ド天然!? 魔女っ子の秘密【2】

「普段はアホだけど結構モテるから」と美玲が言うと、雅人は「アホってなんだよ!」と抗議した。


「…まあ、それを言ったら俺もだけどな」


雅人が溜め息を吐きながら呟く。


「雅人も?」


「そりゃあそうだろ!こんな美人、誰が放っておくんだよ!変なやつに絡まれたりしてねーか、心配になる。俺よりカッコイイ奴がいたらどうしようとか、捨てられたらどうしようとか…」


「あーもう、こんなこと言うつもりなかったのに!」と雅人は照れ隠しなのか顔を背けて、悔しそうに頭を掻く。

そんな雅人を見て、美玲は「ほんと無駄なことしか考えていないのね」と呆れたように溜め息を吐いた。

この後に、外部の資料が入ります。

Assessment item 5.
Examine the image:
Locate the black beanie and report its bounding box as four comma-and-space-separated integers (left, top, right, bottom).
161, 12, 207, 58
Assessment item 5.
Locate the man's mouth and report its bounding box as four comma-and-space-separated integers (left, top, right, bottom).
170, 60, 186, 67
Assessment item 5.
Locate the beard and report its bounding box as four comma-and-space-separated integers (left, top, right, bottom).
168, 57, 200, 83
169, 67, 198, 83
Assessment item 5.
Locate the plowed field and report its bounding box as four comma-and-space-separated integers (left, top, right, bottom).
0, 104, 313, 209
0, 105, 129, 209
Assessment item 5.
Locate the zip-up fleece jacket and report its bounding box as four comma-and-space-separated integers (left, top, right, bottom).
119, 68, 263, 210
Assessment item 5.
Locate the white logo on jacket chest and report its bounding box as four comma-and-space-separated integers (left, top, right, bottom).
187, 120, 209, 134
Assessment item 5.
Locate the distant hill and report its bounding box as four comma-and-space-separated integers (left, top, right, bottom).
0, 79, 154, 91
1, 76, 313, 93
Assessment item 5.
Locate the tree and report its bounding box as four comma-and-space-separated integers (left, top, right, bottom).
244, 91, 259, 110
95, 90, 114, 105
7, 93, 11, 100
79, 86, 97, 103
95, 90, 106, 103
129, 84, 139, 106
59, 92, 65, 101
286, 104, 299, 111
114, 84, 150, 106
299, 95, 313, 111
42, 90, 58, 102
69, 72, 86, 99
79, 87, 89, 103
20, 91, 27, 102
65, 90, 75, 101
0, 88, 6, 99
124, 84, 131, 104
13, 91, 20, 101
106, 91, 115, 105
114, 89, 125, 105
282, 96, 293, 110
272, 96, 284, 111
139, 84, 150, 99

「仕方ねーだろ、お互い忙しくてあんま会えねえんだから!それに美玲も同じこと思ってるくせに!」


「それは、雅人は普段はアホでバカでうるさいけど、顔"だけ"はカッコイイからでしょ!」


「なあそれ俺貶されてるの?褒められてるの!?」


「これで褒められてるのかと思えるなんて、やっぱり雅人はアホね」


「美玲、お前なあ!俺に会えなくて寂しいだとか可愛いこと言ったかと思ったのにこんなこと言うなんて、可愛げのねえな!」


「ちょっと、ねつ造しないでくれる?そんなこと言ってないんだけど。それとも、なに、私に喧嘩売ってるの?」


久しぶりに間近で目撃できた、美玲と雅人の口論。

お互いのことを想ってるのに、お互い照れ隠ししようとしてどんどん話がずれていく。

それが面白おかしくて、つい吹き出して笑ってしまった。